The Missing Link? HIV/AIDS and Anacostia

Something is missing at the Max Robinson Center. I stopped by the center on MLK Jr. Ave to learn about all the options for someone seeking HIV/AIDS testing, treatment and information. The center is a few blocks from the Anacostia metro, extremely accessible, and the staff are helpful. But still, something is missing. Where is the compassion, care and connection to the community?

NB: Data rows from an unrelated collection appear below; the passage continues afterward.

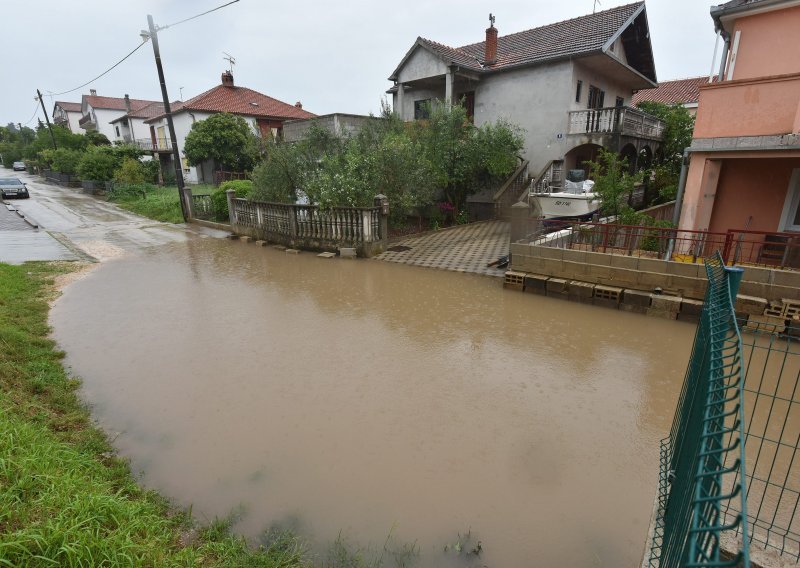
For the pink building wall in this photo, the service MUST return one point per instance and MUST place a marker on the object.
(751, 188)
(768, 44)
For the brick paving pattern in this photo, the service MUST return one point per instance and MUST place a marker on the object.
(468, 248)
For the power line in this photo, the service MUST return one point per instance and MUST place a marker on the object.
(101, 74)
(35, 112)
(137, 48)
(197, 16)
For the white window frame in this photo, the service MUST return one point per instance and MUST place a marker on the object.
(791, 203)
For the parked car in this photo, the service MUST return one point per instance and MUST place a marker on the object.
(13, 187)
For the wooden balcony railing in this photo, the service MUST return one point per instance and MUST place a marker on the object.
(616, 120)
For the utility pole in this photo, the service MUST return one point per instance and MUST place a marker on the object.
(184, 192)
(50, 128)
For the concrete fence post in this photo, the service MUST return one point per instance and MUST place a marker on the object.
(231, 195)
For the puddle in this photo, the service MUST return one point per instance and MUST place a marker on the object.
(368, 398)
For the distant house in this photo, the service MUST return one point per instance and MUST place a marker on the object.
(569, 85)
(68, 115)
(99, 112)
(685, 92)
(131, 126)
(339, 124)
(745, 154)
(264, 114)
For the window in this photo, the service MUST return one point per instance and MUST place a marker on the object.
(596, 97)
(422, 109)
(790, 219)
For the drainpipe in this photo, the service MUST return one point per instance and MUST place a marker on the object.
(676, 215)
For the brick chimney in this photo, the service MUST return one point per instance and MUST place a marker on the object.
(490, 55)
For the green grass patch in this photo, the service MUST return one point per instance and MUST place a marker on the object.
(65, 499)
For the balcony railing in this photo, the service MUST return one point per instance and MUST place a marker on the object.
(616, 120)
(160, 145)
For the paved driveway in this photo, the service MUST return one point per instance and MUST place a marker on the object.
(466, 248)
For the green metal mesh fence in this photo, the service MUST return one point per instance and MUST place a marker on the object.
(702, 460)
(771, 359)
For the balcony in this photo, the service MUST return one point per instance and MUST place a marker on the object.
(766, 106)
(88, 122)
(149, 145)
(626, 121)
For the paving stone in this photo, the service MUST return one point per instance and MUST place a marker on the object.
(691, 307)
(536, 284)
(638, 298)
(751, 304)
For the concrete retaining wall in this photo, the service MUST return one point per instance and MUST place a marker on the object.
(646, 274)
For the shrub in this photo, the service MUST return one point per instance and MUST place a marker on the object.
(219, 199)
(130, 172)
(150, 169)
(65, 161)
(98, 164)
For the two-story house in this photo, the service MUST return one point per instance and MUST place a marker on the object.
(264, 114)
(568, 85)
(131, 125)
(744, 170)
(67, 115)
(99, 112)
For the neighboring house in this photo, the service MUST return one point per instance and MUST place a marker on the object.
(745, 155)
(569, 85)
(131, 126)
(264, 114)
(68, 115)
(98, 112)
(339, 124)
(685, 92)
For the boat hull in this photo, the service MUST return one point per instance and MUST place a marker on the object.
(566, 205)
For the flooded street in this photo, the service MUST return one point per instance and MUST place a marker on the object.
(365, 399)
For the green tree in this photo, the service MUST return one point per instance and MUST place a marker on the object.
(224, 138)
(613, 184)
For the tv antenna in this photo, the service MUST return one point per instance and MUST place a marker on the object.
(231, 61)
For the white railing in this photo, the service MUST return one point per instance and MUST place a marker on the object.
(616, 120)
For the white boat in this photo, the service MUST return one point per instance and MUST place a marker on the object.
(574, 200)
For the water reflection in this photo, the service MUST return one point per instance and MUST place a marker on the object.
(371, 397)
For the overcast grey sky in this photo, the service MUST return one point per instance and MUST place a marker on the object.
(332, 56)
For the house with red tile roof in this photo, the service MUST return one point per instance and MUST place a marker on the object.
(67, 114)
(684, 92)
(569, 85)
(264, 114)
(98, 112)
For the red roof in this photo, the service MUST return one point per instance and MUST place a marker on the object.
(681, 91)
(244, 101)
(115, 103)
(570, 38)
(69, 107)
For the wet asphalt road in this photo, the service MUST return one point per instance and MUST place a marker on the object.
(76, 226)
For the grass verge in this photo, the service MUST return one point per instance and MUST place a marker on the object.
(65, 499)
(160, 203)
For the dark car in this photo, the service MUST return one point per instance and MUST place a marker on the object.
(13, 187)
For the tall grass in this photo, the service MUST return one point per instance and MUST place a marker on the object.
(65, 499)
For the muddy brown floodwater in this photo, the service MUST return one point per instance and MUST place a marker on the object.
(365, 399)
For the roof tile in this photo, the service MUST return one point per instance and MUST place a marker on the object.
(582, 35)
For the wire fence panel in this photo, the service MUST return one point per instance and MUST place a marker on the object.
(772, 436)
(702, 460)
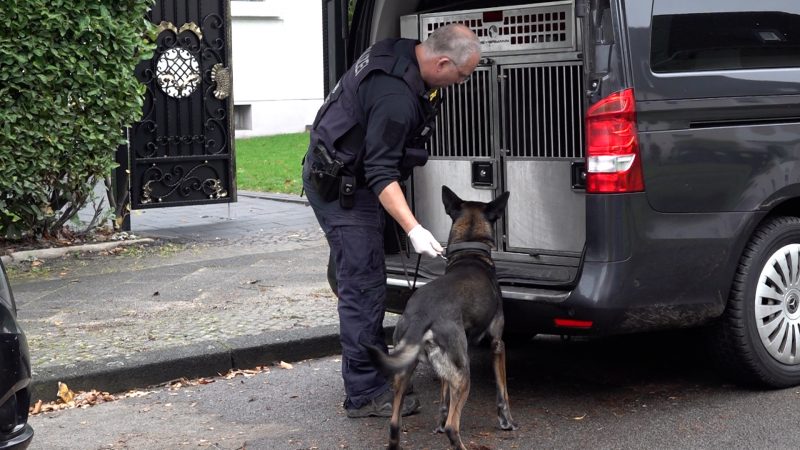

The center just feels like a disconnected grey structure and doesn't offer a passionate link to the everyday lives of people in Anacostia who are at risk for HIV infection. I asked about programming and outreach to which a representative said they had none, that is not their role. HIV/AIDS testing centers don't seem to prevent the ever-increasing prison population or the in-home dysfunction that breeds risky sexual behavior.



The center is funded through Whitman Walker and is a valuable asset to Anacostia, but also a grim reminder of the state of health in Ward 8, which had the most people diagnosed with HIV in 2007.



Due to the nature of their services, maybe the Max Robinson Center shouldn't be a social watering hole. Still, I sense that there is a missing intervention that digs deep at the roots of HIV in Anacostia. Pain, prisons, and trauma can't be solved with a pamphlet, free condoms and a mouth swab. Beyond the rhetoric of safer sex, how can we create a healthier way to exist in Anacostia? How do we peel back the layers of poverty, dust off the dirt of trauma and cleanse the pain of perceived destitution?

The Max Robinson Center is an important part of Anacostia's identity and offers valuable services ranging from Trauma Counseling to Stress Reduction. But we, as a community, must also present a shift in how residents view their ability to live in a healthier, cleaner, and more uplifting neighborhood.




The Max Robinson Center (Whitman Walker Clinic)
HIV/AIDS Testing, Mental Heath Screening
2303 MLK Jr. Avenue
Contact: James Johnson
202-797-3522

2 comments:

LittleTortilla stays in DC said...

I know people who attend the day program at Max and others who volunteer there. The program allows them connections to services, counseling and a community. They really take care of one another. I am not sure who you spoke with but don't let one encounter color your entire perception of an organization.

-Aisha

AnacostiaYogi said...

Thanks, a balanced insider perspective is needed. Based on my visit, I can't imagine how many other people walked away with the same impression. My expectations may speak to the customer/client culture within privatized vs public health care.